Había en ello un cierto egoísmo: la conciencia de que los medios se llenarían pronto con el palabrerío de tanto oportunista suelto, y el deseo, más bien higiénico, de que mis palabras de lector eternamente agradecido no colaboraran con esa promiscuidad. En las próximas horas —aposté conmigo mismo— todo el mundo resultaría haber conocido íntimamente a García Márquez, igual que todos los españoles estuvieron en la estación de Atocha con García Lorca y todos los argentinos le leyeron libros alguna vez al ciego Borges. Sí, aquello era egoísmo, un egoísmo tonto. Pero había otra razón: con la noticia de la muerte de García Márquez, lo que me cayó encima fue una urgencia de soledad y silencio, como si hubiera muerto un familiar o un amigo.
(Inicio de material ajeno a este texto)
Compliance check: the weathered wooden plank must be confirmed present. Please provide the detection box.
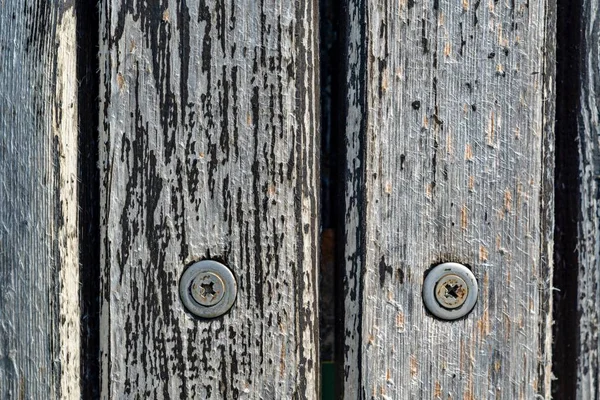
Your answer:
[100,0,319,399]
[0,0,79,399]
[343,0,555,399]
[577,0,600,400]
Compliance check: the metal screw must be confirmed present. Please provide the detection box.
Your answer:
[179,260,237,318]
[423,262,478,320]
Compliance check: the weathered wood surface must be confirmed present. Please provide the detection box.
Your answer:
[576,0,600,400]
[343,0,555,399]
[0,0,79,399]
[100,0,319,399]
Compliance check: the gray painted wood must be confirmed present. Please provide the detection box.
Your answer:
[100,0,319,399]
[577,0,600,400]
[343,0,555,399]
[0,0,79,399]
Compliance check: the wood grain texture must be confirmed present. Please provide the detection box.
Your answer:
[100,0,319,399]
[343,0,555,399]
[577,0,600,400]
[0,0,80,399]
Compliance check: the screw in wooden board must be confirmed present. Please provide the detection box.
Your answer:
[423,262,478,320]
[179,260,237,318]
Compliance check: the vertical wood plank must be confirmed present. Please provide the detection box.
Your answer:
[0,0,80,399]
[343,0,555,399]
[100,0,319,399]
[577,0,600,400]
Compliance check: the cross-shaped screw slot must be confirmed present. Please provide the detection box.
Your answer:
[200,282,217,298]
[435,274,468,309]
[190,271,225,307]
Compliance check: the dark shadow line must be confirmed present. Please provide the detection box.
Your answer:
[75,0,100,399]
[552,0,582,400]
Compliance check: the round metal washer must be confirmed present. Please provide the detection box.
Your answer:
[423,262,478,320]
[179,260,237,318]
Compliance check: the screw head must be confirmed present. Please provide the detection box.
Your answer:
[179,260,237,318]
[423,262,478,320]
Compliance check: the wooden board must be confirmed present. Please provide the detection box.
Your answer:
[100,0,319,399]
[573,0,600,400]
[342,0,555,399]
[0,0,80,399]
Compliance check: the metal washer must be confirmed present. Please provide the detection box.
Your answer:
[423,262,479,321]
[179,260,237,318]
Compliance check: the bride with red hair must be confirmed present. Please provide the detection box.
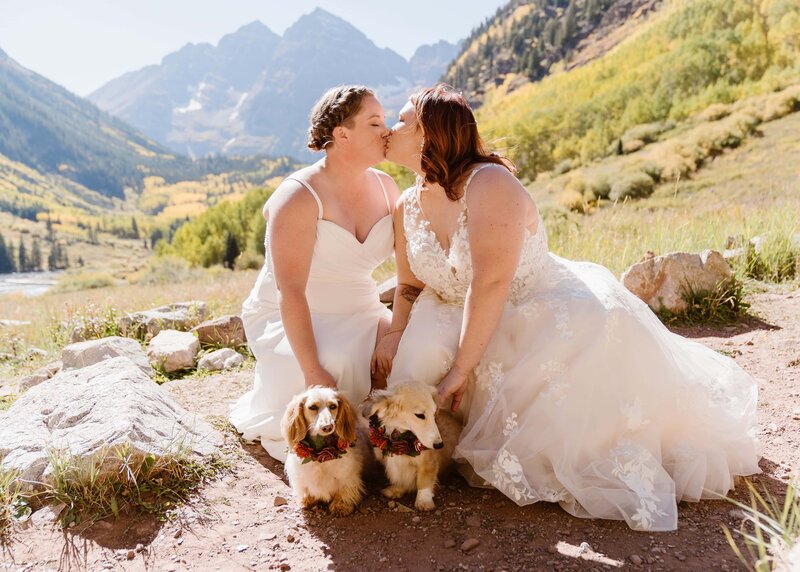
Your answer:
[373,85,759,530]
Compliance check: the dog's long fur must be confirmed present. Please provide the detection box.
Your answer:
[364,382,461,510]
[281,386,369,516]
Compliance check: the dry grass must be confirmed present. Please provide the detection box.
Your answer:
[0,268,257,377]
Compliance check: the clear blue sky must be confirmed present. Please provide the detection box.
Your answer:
[0,0,507,95]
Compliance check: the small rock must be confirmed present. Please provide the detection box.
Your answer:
[25,347,47,359]
[197,348,244,371]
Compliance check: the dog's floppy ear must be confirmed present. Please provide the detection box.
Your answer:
[281,393,308,448]
[336,394,356,443]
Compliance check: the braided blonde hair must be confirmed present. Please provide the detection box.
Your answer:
[308,85,375,151]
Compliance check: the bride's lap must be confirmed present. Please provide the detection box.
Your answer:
[388,290,464,385]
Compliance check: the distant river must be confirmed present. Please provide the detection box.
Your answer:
[0,272,61,296]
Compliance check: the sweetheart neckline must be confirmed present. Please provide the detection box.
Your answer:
[317,213,392,246]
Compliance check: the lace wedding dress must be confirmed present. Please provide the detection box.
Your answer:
[389,165,759,530]
[230,173,394,461]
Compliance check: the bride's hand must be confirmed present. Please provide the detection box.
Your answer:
[439,366,468,411]
[371,330,403,380]
[305,368,337,389]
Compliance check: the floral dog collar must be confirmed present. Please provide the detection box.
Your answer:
[369,413,427,457]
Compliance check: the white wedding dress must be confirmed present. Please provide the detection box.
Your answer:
[230,171,394,462]
[389,165,759,530]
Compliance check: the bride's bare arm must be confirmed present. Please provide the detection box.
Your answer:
[439,168,530,411]
[372,199,425,379]
[268,181,336,387]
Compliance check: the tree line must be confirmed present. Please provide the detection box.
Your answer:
[0,220,70,274]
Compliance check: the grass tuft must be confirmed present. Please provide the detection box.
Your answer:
[657,278,750,325]
[0,468,27,538]
[722,480,800,572]
[42,445,226,526]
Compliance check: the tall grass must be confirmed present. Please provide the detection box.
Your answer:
[45,444,225,526]
[723,481,800,572]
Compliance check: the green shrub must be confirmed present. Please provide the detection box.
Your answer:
[234,250,264,270]
[608,171,655,201]
[52,271,118,292]
[585,173,611,199]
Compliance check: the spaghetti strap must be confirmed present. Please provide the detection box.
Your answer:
[461,163,494,201]
[370,168,392,214]
[284,177,322,220]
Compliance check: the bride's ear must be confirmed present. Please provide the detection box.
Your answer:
[333,125,349,141]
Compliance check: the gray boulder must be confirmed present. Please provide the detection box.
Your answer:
[192,316,247,347]
[378,275,397,304]
[61,336,154,375]
[197,348,244,371]
[0,357,221,496]
[147,330,200,373]
[19,361,63,391]
[622,250,732,313]
[117,300,207,338]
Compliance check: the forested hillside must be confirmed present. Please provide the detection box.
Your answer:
[478,0,800,179]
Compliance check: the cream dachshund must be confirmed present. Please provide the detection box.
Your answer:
[363,382,461,510]
[281,386,368,516]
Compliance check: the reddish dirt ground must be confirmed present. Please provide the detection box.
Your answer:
[0,288,800,571]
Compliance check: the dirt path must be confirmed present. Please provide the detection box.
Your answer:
[0,289,800,571]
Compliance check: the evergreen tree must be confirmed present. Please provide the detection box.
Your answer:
[17,237,29,272]
[222,232,241,270]
[0,234,16,274]
[564,0,578,42]
[47,242,61,270]
[45,215,56,244]
[31,236,42,272]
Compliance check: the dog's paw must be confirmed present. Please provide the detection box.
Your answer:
[381,485,406,499]
[328,500,356,516]
[414,497,436,511]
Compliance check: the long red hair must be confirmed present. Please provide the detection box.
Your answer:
[411,83,514,201]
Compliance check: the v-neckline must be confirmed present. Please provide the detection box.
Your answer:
[317,213,392,246]
[414,184,467,260]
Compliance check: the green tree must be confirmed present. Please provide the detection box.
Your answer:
[222,232,242,270]
[17,237,29,272]
[30,236,42,272]
[0,234,16,274]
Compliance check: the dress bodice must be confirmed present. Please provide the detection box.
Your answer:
[246,168,394,314]
[402,164,549,305]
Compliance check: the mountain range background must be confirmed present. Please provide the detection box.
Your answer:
[0,0,800,274]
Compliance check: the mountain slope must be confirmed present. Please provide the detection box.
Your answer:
[89,9,455,159]
[444,0,660,103]
[0,45,188,197]
[478,0,800,179]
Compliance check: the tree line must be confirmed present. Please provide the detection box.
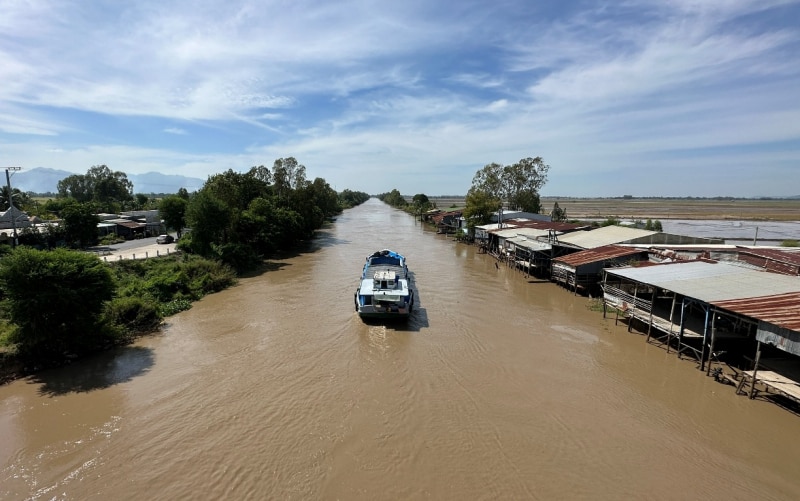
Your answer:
[0,157,370,368]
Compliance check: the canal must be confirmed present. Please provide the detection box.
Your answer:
[0,199,800,500]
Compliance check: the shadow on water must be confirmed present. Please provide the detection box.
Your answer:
[360,307,429,332]
[30,346,155,397]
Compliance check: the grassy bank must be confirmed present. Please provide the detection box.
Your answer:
[0,254,236,382]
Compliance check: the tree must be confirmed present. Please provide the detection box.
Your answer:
[472,163,506,200]
[0,247,115,355]
[378,189,407,208]
[471,157,550,213]
[61,202,100,249]
[462,189,501,229]
[184,189,231,257]
[134,193,150,210]
[550,202,567,222]
[272,157,307,198]
[502,157,550,213]
[58,174,94,203]
[58,165,133,210]
[0,185,31,210]
[158,195,188,238]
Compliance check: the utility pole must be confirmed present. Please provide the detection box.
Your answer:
[5,167,22,248]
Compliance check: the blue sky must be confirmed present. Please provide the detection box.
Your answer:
[0,0,800,197]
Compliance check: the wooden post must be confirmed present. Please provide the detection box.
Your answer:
[660,292,678,346]
[700,314,717,376]
[750,341,761,399]
[678,297,686,358]
[700,306,716,371]
[628,283,639,332]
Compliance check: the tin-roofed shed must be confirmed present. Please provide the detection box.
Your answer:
[603,260,800,368]
[551,245,649,293]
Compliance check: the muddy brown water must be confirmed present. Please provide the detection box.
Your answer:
[0,199,800,500]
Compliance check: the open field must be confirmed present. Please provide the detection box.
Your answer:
[430,197,800,221]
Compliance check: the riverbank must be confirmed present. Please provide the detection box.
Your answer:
[430,196,800,221]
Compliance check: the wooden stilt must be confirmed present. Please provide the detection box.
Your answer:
[700,314,717,376]
[750,341,761,399]
[628,283,639,332]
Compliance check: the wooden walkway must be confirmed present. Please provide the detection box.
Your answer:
[736,359,800,402]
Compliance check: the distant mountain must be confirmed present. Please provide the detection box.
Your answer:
[11,167,205,194]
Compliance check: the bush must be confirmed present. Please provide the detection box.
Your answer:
[105,297,161,335]
[0,247,115,358]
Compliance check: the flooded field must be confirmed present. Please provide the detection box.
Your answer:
[0,199,800,500]
[431,197,800,221]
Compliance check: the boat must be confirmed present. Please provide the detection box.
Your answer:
[355,249,414,319]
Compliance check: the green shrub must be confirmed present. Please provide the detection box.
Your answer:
[159,299,192,317]
[104,297,161,334]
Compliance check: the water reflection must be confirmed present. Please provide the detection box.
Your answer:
[30,346,155,397]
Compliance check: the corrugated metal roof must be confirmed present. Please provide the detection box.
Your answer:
[503,218,583,232]
[492,228,519,238]
[606,261,800,303]
[553,245,644,267]
[516,228,550,239]
[475,223,515,231]
[558,226,658,249]
[739,247,800,266]
[515,240,553,252]
[711,292,800,331]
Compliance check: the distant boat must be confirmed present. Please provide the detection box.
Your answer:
[355,249,414,319]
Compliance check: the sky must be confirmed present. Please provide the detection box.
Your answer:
[0,0,800,197]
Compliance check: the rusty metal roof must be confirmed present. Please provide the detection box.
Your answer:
[606,261,800,303]
[503,218,584,232]
[739,247,800,266]
[553,245,646,267]
[558,226,658,249]
[711,292,800,331]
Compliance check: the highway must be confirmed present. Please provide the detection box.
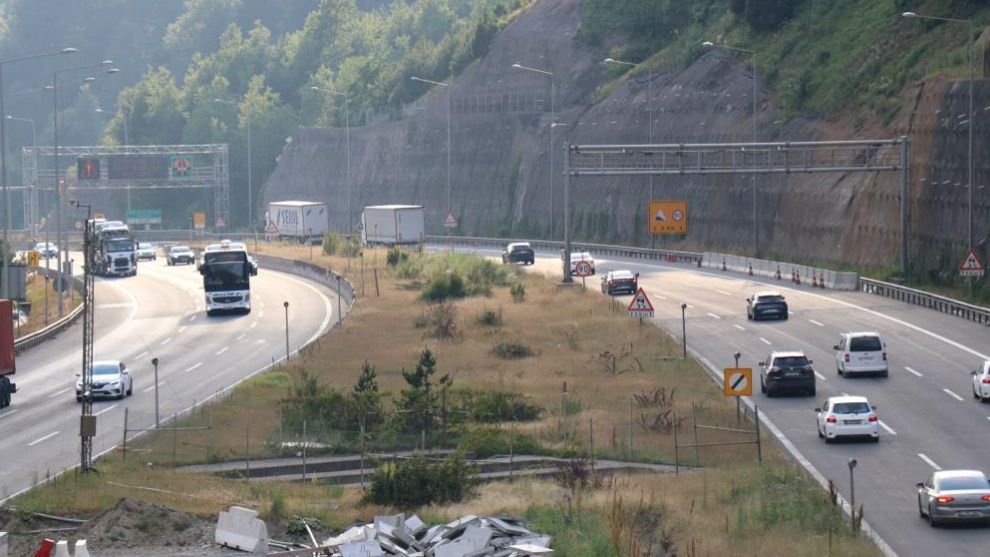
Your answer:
[467,244,990,557]
[0,257,336,501]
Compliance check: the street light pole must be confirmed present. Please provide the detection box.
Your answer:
[701,41,760,257]
[512,63,566,241]
[409,76,454,220]
[605,58,657,245]
[310,85,356,238]
[0,48,77,298]
[901,12,976,250]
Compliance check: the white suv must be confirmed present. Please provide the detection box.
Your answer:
[832,331,888,377]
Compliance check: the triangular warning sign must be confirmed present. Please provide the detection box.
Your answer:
[959,248,983,274]
[627,287,653,317]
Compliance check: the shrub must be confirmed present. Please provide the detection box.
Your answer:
[492,342,533,360]
[457,390,543,423]
[509,282,526,302]
[365,453,476,509]
[420,271,467,302]
[458,427,542,458]
[478,308,502,327]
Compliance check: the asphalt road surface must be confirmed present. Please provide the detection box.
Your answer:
[464,244,990,557]
[0,257,337,501]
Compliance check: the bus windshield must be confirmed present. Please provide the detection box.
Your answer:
[202,251,250,292]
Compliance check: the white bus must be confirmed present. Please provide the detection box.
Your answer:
[199,240,258,316]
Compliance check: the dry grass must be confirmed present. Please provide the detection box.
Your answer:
[9,245,879,557]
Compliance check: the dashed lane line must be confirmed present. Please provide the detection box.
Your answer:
[918,453,942,470]
[28,431,61,447]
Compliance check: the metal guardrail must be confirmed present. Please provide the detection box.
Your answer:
[857,277,990,326]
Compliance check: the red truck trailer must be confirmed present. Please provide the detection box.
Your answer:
[0,300,17,408]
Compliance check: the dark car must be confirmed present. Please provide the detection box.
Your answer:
[760,352,815,396]
[502,242,535,265]
[165,246,196,265]
[746,292,787,321]
[602,271,639,296]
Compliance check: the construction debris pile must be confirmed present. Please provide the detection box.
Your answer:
[323,514,553,557]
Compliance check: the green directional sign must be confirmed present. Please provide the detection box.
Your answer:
[127,209,162,224]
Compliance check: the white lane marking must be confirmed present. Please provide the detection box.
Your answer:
[141,381,165,393]
[918,453,942,470]
[93,404,119,416]
[28,431,61,447]
[942,389,963,402]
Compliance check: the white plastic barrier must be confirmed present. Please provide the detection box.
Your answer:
[214,507,268,555]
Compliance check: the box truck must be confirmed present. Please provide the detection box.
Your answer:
[0,300,17,408]
[361,205,426,246]
[265,201,330,244]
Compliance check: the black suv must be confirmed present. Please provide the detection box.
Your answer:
[502,242,535,265]
[760,352,815,397]
[746,292,787,321]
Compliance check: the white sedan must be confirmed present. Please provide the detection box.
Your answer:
[815,396,880,443]
[972,360,990,402]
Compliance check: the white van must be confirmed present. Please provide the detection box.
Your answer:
[832,331,887,377]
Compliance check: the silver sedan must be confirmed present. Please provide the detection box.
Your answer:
[918,470,990,528]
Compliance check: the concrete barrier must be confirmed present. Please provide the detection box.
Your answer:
[55,540,72,557]
[214,507,268,555]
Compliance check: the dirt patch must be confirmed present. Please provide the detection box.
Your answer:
[0,498,236,557]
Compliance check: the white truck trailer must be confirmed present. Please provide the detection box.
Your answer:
[265,201,330,244]
[361,205,426,246]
Pero García Márquez no era para mí ni lo uno ni lo otro: era tan sólo el autor de algunos de los libros más importantes de mi vida. En un mundo lleno de amigos suyos, yo, por prudencia o timidez, nunca llegué a conocerlo; pasé una tarde con él, en agosto del año pasado y gracias a mi amiga Margarita Márquez, pero ya su cabeza no estaba para admitir a gente nueva. Por lo demás, mi contacto con él fue el mismo de todo lector con sus libros.

García Márquez fue el primer escritor colombiano que leí con gusto: a los 11 años, tras fracasar en mis intentos escolares por interesarme en El alférez real o en María, leí La hojarasca y El coronel no tiene quien le escriba. En ese tiempo García Márquez era ya un clásico vivo, pero eso a mí no me decía nada: en 1982, año del Premio Nobel, los autores que me importaban eran Dumas, Verne y Salgari. De cualquier forma, las dos primeras novelas de García Márquez me revelaron la existencia de algo insospechado: la literatura colombiana viva. No ha pasado un solo año desde entonces sin que lea un libro suyo, y más bien diría que cada uno de estos 30 años he leído o releído dos o más de sus libros. Y ahora me doy cuenta de lo extraño que me resulta el hecho de estar, por primera vez en mi vida, leyendo a García Márquez en un mundo donde ya no está García Márquez. Pronto me acostumbraré, claro, como nos acostumbramos todos a todas las extrañezas. Mientras tanto es cuestión de seguir leyendo. Si es posible, con el teléfono apagado.